By Lauri Gavel
Andrew M. Kaufman, a professor at Vanderbilt University Law School and formerly a senior transactional partner and now "of counsel" in the Chicago office of Kirkland & Ellis LLP, has been appointed executive director of the Lowell Milken Institute for Business Law and Policy at UCLA School of Law.
The Lowell Milken Institute was established in 2011 by a $10 million gift from UCLA Law's 2009 Public Service Alumnus of the Year, Lowell Milken '73, a leading philanthropist and pioneer in education reform.
"We are delighted to welcome Andy Kaufman to UCLA School of Law," said UCLA Law dean Rachel F. Moran. "His real-world experience in practice and his teaching experience in transactional law make him an ideal choice to serve as founding executive director of the Lowell Milken Institute for Business Law and Policy."
Professor Eric M. Zolt, faculty director of the Lowell Milken Institute, added, "We are excited about the opportunity to work with Andy to make an already excellent business law and policy program even better."
The Lowell Milken Institute influences the field of business law and policy through innovative research, targeted policy analysis and sophisticated training that prepares UCLA School of Law students to become leaders in an entrepreneurial economy.
Kaufman, founder and former head of Kirkland & Ellis' debt finance group, received his bachelor's degree (cum laude) from Yale University in 1971 and his law degree from Vanderbilt University Law School in 1974, where he was editor-in-chief of the Vanderbilt Law Review and was elected to Order of the Coif.
He is presently a member of the TriBar Opinion Committee, a well-respected non-partisan panel addressing legal opinions in transactional practice, and serves as program chair for the national Working Group on Legal Opinions. He is also a member of the Uniform Commercial Code Committee, the Commercial Financial Services Committee, the Legal Opinions Committee and the Audit Responses Committee for the American Bar Association Section of Business Law.
Kaufman lectures and writes frequently on financing, commercial law and legal-opinion issues at national professional seminars and programs and in related publications. Since 2009, he has been a professor of the practice of law in the law and business program at Vanderbilt University Law School, teaching courses on secured transactions, transactional practice, leveraged buyouts and syndicated loan transactions in commercial lending. At Vanderbilt, he also serves on the dean's board of advisors.
Kaufman is admitted to practice in Illinois, Texas and Georgia.
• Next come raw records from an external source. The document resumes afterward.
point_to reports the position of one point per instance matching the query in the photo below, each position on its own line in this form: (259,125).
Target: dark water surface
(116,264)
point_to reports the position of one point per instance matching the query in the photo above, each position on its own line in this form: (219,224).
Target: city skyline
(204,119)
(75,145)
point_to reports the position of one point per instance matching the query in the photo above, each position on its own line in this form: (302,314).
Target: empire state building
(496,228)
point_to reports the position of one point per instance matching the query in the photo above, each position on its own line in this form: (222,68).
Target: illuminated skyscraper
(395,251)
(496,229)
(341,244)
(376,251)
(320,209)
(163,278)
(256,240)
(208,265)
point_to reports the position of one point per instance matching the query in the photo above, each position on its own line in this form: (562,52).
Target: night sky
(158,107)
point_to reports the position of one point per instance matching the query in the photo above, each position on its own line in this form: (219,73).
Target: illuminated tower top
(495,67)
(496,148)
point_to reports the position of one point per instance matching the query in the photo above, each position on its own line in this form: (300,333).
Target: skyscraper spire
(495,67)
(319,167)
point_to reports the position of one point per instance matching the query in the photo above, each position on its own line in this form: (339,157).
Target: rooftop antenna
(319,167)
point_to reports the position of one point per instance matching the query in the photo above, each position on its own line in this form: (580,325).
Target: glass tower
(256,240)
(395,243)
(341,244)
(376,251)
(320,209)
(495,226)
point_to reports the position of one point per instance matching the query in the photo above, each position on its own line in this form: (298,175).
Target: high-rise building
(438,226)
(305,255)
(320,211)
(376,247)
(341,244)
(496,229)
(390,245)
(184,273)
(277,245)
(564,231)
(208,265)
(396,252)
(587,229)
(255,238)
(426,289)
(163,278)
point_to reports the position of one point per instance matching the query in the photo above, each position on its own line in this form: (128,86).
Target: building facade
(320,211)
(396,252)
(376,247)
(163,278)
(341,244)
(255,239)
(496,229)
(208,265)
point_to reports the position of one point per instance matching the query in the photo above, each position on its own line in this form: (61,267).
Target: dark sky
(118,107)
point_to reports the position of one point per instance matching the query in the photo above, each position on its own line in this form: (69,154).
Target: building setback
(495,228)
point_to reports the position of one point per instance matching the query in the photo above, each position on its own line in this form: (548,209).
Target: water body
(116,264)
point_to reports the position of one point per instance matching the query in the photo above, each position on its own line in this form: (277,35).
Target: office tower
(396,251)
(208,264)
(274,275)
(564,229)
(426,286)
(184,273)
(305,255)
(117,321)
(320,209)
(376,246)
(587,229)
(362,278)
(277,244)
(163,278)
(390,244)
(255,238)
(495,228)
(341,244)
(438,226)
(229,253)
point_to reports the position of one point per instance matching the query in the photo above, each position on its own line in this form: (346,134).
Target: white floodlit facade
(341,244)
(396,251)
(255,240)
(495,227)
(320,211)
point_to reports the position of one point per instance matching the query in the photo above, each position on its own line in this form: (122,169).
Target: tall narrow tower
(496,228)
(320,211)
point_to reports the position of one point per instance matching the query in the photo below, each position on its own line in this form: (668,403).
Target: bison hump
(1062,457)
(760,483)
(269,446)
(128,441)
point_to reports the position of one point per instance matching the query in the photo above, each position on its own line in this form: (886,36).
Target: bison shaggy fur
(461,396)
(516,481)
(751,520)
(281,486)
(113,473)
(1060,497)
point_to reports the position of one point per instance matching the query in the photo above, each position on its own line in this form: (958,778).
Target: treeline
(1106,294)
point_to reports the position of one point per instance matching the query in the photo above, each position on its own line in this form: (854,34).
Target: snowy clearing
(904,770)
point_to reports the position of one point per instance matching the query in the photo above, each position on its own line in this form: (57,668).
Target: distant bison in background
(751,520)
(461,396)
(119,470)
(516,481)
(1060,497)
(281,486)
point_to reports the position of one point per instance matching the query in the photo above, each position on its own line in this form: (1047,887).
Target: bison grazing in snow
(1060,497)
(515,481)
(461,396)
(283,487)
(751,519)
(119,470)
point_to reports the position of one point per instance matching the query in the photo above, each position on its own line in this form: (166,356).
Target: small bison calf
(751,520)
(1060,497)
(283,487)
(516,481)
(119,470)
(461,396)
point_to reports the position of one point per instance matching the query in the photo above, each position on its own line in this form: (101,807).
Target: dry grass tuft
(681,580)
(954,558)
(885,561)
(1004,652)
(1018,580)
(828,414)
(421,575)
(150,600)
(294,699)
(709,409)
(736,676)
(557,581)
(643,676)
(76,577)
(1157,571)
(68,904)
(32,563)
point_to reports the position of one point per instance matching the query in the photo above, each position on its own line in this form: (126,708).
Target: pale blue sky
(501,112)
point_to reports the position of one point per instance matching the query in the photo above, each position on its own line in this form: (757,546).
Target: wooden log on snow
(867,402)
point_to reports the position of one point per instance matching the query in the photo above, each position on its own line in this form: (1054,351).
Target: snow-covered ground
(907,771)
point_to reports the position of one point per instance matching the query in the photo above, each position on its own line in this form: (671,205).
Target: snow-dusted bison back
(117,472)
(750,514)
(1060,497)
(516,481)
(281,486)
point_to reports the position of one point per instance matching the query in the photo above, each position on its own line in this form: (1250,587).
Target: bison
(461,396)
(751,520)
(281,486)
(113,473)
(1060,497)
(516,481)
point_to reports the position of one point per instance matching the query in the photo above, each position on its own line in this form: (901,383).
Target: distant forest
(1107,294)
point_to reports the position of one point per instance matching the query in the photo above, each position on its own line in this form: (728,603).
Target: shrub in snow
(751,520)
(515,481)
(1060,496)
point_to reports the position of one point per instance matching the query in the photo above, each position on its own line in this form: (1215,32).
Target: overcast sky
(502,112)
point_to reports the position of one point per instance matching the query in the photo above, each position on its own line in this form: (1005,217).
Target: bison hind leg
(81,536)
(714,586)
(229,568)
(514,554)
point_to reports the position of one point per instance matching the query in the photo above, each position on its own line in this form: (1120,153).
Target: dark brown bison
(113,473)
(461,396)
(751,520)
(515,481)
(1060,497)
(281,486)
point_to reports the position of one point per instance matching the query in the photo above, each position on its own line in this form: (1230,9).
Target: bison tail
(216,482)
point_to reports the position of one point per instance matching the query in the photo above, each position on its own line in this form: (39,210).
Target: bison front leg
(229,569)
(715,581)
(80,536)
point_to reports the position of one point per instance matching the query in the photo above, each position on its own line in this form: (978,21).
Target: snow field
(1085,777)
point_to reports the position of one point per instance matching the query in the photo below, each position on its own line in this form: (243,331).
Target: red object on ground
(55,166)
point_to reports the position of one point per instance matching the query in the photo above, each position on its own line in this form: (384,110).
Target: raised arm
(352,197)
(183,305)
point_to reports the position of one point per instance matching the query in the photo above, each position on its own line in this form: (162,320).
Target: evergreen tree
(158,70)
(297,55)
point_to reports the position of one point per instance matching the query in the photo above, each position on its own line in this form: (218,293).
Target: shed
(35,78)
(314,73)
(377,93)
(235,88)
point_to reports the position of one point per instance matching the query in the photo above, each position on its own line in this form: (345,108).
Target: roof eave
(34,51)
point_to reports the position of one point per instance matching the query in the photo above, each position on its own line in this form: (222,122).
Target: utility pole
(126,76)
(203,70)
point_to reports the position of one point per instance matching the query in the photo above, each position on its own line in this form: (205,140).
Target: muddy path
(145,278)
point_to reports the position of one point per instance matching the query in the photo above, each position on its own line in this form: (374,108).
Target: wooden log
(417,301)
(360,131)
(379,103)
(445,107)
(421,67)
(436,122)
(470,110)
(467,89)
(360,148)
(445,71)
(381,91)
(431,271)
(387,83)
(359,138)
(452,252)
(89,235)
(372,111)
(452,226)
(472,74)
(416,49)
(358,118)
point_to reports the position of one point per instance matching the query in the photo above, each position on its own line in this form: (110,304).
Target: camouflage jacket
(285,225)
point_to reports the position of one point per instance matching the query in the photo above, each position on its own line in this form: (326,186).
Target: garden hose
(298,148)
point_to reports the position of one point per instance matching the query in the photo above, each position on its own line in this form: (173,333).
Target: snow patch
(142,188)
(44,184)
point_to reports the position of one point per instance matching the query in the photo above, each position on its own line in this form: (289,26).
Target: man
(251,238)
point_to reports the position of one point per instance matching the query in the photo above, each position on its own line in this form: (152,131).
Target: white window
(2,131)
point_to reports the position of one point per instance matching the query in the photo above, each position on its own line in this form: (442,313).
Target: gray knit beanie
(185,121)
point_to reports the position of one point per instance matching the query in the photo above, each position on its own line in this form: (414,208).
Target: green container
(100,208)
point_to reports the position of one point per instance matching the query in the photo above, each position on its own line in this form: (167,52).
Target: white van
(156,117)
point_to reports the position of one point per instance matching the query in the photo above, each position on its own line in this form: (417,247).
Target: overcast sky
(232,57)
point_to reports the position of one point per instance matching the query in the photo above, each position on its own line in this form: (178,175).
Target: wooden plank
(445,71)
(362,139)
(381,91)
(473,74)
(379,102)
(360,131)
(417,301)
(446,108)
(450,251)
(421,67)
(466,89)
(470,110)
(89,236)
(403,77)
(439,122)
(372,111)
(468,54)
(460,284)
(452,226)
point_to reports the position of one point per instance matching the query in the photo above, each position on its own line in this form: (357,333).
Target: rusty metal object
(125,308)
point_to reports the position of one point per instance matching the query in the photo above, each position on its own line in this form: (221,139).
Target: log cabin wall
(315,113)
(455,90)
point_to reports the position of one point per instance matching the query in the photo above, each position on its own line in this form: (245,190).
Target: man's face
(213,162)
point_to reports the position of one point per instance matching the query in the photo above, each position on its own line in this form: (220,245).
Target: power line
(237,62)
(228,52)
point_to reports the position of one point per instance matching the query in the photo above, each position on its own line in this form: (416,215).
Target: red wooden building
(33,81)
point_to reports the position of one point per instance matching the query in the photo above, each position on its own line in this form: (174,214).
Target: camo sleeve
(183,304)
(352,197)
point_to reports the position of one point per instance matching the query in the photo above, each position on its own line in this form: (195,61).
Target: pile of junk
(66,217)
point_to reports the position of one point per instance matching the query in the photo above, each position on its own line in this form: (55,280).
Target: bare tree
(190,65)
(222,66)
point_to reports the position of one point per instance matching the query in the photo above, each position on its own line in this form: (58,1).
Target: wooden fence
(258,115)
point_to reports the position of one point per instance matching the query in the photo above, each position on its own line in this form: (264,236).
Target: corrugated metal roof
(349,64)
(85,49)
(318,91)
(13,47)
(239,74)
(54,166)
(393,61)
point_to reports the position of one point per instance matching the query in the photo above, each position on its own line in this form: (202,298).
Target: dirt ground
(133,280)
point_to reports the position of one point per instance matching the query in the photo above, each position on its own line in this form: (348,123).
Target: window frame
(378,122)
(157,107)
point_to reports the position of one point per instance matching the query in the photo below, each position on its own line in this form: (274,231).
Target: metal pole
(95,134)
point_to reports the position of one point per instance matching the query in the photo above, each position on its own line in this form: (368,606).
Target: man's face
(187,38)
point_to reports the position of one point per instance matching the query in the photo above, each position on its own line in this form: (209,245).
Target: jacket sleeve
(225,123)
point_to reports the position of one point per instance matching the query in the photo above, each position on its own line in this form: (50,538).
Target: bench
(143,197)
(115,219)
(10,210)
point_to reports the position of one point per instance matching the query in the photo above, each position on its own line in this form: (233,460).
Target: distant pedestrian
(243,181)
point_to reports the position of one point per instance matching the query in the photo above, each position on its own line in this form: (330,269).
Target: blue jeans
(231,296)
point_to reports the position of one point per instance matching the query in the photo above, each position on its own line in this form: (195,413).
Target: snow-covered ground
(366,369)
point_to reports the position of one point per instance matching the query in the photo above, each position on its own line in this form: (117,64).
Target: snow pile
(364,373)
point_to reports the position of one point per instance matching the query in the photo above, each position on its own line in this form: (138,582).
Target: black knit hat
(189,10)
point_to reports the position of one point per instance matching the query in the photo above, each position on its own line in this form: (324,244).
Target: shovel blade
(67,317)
He and his wife, Michele, will be relocating to Los Angeles later this spring.
UCLA School of Law, founded in 1949, is the youngest major law school in the nation and has established a tradition of innovation in its approach to teaching, research and scholarship. With approximately 100 faculty and 1,100 students, the school pioneered clinical teaching, is a leader in interdisciplinary research and training, and is at the forefront of efforts to link research to its effects on society and the legal profession.